By sampling distribution I mean the following:

The solution to $f(p) = 0$ doesn't have a closed-form solution, but it is obvious that the resulting value of $p$ depends on $X_t$ and $Y_t$, so $p$ can be treated as a random variable that depends on the random variables $X_t$ and $Y_t$. Then for every $T$ observations of $X_t$ and $Y_t$, we have a corresponding value $p$ that satisfies $f(p) = 0$, what is the sampling distribution of $p$?

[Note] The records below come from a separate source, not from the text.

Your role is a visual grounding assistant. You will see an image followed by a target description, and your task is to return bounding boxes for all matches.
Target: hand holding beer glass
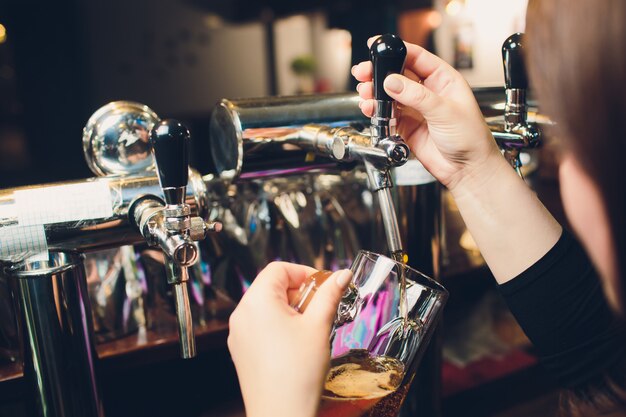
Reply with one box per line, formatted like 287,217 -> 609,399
292,251 -> 448,417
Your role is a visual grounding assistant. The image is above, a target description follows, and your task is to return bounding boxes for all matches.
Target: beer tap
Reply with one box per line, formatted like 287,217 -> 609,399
285,34 -> 409,261
366,33 -> 409,262
297,35 -> 409,261
130,119 -> 222,358
208,34 -> 409,260
488,33 -> 541,176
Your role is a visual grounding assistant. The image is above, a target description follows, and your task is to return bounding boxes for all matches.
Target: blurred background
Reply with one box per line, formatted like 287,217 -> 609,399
0,0 -> 527,187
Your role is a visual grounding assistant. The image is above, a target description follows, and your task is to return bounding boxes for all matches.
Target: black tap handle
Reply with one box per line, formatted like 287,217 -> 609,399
502,33 -> 528,90
149,119 -> 190,193
370,34 -> 407,102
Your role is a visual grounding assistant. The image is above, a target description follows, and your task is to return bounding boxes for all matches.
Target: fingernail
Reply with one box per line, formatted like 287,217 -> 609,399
335,269 -> 353,288
356,82 -> 363,93
351,65 -> 357,75
358,99 -> 364,109
384,75 -> 403,94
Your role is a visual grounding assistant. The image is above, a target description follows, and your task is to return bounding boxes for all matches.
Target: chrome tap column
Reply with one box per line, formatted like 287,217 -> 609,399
6,252 -> 104,417
488,33 -> 541,176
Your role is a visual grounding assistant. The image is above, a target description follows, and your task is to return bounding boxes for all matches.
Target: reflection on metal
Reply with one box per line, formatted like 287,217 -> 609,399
85,246 -> 146,343
209,93 -> 367,181
6,251 -> 104,417
205,171 -> 376,295
83,101 -> 159,176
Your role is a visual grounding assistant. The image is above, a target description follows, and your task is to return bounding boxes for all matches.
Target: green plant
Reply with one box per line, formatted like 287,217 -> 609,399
290,55 -> 316,76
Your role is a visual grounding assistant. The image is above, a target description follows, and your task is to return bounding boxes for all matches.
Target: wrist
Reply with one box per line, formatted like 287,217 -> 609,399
244,387 -> 320,417
447,144 -> 512,201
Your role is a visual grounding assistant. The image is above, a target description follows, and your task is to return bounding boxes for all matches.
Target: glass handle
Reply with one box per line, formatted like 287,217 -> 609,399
291,270 -> 361,325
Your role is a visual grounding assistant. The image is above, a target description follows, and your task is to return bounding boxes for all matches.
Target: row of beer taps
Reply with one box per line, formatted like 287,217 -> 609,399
0,32 -> 540,361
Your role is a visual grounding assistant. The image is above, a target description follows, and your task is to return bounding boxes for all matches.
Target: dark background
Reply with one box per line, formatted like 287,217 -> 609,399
0,0 -> 432,188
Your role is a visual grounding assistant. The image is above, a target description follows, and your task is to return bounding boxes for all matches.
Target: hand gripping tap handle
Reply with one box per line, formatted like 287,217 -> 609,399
502,33 -> 528,90
370,34 -> 407,104
149,119 -> 190,206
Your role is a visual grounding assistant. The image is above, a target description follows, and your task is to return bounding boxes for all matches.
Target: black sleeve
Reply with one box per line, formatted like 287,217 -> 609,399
498,229 -> 626,388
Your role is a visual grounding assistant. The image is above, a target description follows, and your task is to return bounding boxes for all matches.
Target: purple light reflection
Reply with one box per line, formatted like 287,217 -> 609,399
330,282 -> 399,357
239,164 -> 336,180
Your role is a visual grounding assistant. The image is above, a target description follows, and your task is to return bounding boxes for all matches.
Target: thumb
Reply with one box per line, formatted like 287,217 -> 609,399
383,74 -> 445,120
304,269 -> 352,327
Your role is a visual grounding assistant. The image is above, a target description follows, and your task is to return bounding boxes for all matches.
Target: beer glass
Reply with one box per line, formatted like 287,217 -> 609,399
293,250 -> 448,417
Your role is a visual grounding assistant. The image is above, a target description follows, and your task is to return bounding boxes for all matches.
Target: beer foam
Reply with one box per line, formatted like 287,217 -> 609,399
324,363 -> 401,400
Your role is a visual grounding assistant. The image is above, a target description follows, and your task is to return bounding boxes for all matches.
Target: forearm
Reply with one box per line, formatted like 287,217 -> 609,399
449,152 -> 562,284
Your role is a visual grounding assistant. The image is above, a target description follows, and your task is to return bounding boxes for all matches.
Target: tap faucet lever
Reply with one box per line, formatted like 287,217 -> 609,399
147,119 -> 198,358
488,33 -> 541,176
370,34 -> 407,105
503,33 -> 528,91
367,34 -> 408,260
370,34 -> 407,143
502,32 -> 530,131
148,119 -> 198,266
150,119 -> 191,206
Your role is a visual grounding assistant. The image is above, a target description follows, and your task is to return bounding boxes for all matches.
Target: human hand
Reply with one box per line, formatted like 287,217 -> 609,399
353,38 -> 505,193
228,262 -> 352,417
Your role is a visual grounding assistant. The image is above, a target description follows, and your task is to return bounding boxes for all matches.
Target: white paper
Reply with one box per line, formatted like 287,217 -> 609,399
15,181 -> 113,226
0,224 -> 48,262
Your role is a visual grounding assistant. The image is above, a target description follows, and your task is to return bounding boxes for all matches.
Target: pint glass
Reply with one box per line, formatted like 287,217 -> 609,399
294,250 -> 448,417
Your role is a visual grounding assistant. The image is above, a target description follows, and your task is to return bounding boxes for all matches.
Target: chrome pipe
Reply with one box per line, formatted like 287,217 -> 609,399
208,88 -> 547,182
371,100 -> 396,142
209,93 -> 368,181
166,259 -> 196,358
172,281 -> 196,359
376,186 -> 403,261
6,251 -> 104,417
504,88 -> 528,128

By asymptotic distribution I mean the following:

Assume we have $n$ instances of $X_t$ and $Y_t$, that is, $n$ groups of $\{X_1, X_2, \cdots, X_T\}$ and $\{Y_1, Y_2, \cdots, Y_T\}$. Then we solve $f(p)=0$ and have $n$ observations of $p$, that is, $\{p_1, p_2, \cdots, p_n\}$. What is the distribution of $p$ as $n \rightarrow \infty$?

Also assume you are allowed the following assumptions to achieve the above:

1) You can make any distributional assumptions regarding $X_t$ and $Y_t$, e.g., $X_t$ and $Y_t$ are independent from each other, also $X_t$, $Y_t$ for $t = 1, 2, \cdots, T$ are independently and identically distributed.

2) Rather than making distributional assumptions about $X_t$ and $Y_t$, assume you can make some assumptions about the processes $\{X_t\}$ and $\{Y_t\}$, e.g., both processes are stationary (or weakly stationary) etc.